Im Hinblick auf die erörterte Sach- und Rechtslage ist es nach alledem unerheblich, ob die Beklagte - das SG-Urteil hinweggedacht - entsprechend ihrem Revisionsvorbringen berechtigt gewesen wäre, ohne vorherige oder gleichzeitige Aufhebung des Bewilligungsbescheides Erstattung nach § 50 Abs 2 SGB 10 zu verlangen.
Die getroffene Entscheidung steht im Einklang mit der ständigen Rechtsprechung des BSG, nach der, weil das Urteil des SG über die rückwirkende Neufeststellung der Leistung oder deren Aufhebung wegen § 146 SGG nicht berufungsfähig ist, beim Streit über die Rückforderung im Hinblick auf die Ausgestaltung des § 50 SGB 10 kaum noch ein Entscheidungsspielraum besteht namentlich dann, wenn - wie hier - die vom Versicherungsträger ausgesprochene Neufeststellung (Aufhebung) durch das SG beseitigt worden ist (vgl in letzter Zeit BSG in SozR 1500 § 146 Nrn 18 und 19; Urteil vom 5. Februar 1987 - 5b RJ 50/85).

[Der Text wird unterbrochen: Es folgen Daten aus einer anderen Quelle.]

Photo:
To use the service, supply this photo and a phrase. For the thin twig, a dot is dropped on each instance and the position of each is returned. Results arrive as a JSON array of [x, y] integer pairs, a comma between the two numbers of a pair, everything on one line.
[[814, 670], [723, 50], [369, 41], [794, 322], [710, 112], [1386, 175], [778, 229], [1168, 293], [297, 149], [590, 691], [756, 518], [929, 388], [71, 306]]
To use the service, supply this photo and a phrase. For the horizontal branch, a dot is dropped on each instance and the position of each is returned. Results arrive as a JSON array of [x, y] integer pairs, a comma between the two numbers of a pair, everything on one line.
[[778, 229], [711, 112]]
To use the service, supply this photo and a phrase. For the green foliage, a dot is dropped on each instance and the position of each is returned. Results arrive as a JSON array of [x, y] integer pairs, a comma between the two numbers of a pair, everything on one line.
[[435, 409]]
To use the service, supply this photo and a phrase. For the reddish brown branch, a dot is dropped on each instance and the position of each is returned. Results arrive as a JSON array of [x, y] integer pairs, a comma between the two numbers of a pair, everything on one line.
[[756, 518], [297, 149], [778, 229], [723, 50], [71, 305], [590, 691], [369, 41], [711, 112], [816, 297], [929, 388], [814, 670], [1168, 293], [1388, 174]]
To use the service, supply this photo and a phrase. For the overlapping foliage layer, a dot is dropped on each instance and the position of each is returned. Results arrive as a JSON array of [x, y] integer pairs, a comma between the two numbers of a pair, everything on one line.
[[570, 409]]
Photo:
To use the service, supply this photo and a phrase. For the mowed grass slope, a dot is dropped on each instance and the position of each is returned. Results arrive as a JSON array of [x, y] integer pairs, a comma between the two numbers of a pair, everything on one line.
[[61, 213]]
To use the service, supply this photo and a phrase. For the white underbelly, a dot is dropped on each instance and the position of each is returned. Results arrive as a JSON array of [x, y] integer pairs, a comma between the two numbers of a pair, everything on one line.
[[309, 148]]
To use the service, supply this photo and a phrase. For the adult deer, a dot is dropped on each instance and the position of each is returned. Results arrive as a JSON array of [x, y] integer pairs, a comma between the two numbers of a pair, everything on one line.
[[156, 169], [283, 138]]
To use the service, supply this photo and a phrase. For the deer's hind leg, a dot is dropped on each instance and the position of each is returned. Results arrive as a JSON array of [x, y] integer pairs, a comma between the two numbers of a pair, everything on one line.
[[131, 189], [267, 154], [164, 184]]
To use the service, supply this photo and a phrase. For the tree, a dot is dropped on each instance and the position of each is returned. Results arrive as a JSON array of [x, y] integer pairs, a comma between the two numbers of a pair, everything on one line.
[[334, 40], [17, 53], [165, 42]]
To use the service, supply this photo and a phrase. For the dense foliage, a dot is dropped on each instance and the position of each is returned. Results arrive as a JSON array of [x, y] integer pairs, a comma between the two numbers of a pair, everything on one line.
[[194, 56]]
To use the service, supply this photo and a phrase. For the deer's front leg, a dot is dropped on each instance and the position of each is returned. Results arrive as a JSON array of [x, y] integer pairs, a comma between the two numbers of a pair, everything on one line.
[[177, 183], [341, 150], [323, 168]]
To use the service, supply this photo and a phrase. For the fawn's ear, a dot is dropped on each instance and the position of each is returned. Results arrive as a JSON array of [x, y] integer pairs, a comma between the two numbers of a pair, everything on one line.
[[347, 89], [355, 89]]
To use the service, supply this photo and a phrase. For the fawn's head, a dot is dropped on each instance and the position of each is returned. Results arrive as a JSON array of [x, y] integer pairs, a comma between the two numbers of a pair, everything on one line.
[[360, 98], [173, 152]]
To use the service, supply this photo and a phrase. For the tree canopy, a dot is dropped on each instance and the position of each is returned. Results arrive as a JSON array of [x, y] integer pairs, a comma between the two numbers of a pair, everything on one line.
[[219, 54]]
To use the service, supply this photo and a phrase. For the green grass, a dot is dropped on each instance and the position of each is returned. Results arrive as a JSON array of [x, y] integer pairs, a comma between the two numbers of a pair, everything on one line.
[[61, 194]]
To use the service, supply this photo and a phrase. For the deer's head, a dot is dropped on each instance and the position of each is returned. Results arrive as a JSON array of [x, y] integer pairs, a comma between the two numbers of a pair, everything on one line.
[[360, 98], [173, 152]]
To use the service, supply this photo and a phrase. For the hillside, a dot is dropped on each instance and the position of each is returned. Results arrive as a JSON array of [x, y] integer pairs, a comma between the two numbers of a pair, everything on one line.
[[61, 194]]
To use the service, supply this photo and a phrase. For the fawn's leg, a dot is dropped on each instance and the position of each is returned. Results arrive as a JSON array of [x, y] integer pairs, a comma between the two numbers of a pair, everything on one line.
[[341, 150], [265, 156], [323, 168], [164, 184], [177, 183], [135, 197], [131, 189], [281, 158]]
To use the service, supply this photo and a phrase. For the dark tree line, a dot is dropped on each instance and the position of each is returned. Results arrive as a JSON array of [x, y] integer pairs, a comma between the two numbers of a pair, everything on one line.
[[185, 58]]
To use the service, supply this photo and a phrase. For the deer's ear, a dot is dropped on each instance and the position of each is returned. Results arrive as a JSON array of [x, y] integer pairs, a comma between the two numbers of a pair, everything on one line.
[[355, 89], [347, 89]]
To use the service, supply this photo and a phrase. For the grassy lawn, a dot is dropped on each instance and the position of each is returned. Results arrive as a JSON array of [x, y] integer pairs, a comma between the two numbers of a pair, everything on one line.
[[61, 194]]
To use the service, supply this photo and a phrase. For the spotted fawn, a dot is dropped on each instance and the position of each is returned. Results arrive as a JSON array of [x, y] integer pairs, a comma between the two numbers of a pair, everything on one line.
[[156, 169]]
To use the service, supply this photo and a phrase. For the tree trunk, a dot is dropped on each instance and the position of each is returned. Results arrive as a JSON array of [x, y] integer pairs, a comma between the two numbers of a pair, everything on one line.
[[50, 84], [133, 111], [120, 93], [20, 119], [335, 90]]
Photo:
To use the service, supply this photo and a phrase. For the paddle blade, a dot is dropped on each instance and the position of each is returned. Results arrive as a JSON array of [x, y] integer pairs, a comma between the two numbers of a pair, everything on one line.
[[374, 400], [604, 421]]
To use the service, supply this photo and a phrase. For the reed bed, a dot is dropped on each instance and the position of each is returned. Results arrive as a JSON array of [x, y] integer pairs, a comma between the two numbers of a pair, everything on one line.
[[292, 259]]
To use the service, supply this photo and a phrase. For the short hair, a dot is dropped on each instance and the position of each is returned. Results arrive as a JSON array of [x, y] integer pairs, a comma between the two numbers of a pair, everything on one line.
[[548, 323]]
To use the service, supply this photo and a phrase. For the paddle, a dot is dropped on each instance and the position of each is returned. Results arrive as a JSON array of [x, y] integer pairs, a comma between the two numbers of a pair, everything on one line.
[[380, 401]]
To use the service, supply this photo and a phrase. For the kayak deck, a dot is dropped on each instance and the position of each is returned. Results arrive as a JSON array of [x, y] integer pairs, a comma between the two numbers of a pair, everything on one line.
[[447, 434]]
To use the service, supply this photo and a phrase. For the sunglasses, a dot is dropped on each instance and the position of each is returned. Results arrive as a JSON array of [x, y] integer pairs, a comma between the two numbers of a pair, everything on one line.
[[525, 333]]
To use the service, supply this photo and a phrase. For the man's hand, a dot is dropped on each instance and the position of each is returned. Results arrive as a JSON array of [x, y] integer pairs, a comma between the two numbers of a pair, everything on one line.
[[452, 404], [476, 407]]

Zwar mag dies sowie die Tatsache unbefriedigend sein, daß für den präjudiziellen Anspruch nur eine Instanz, für den abhängigen dagegen zwei Tatsacheninstanzen zur Verfügung stehen. Dennoch gibt es keinen dogmatisch und prozeßrechtlich einleuchtenden Grund, die Rechtsprechung aufzugeben, die nur im umgekehrten Fall von der - gegebenen - Berufungsfähigkeit des präjudiziellen Anspruchs auf die Berufungsfähigkeit auch des akzessorischen Anspruchs geschlossen hat (vgl BSGE 14, 280; BSG in SozR 1500 § 146 Nrn 4, 14; dazu kritisch, die Berufungsfähigkeit auch für eine Fallgestaltung wie hier bejahend: Bley in SGB-SozVers - GesKomm, Stand: April 1987, SGG § 146 Anm 5a, dd). Die Ursache für die zum Teil prozeßrechtlich wenig befriedigenden Ergebnisse liegt in der nach Struktur und Höhe unterschiedlichen Bemessungswerte in den §§ 146 und 149 SGG.
Hiernach konnte die Revision keinen Erfolg haben.
Die Kostenentscheidung folgt aus § 193 SGG.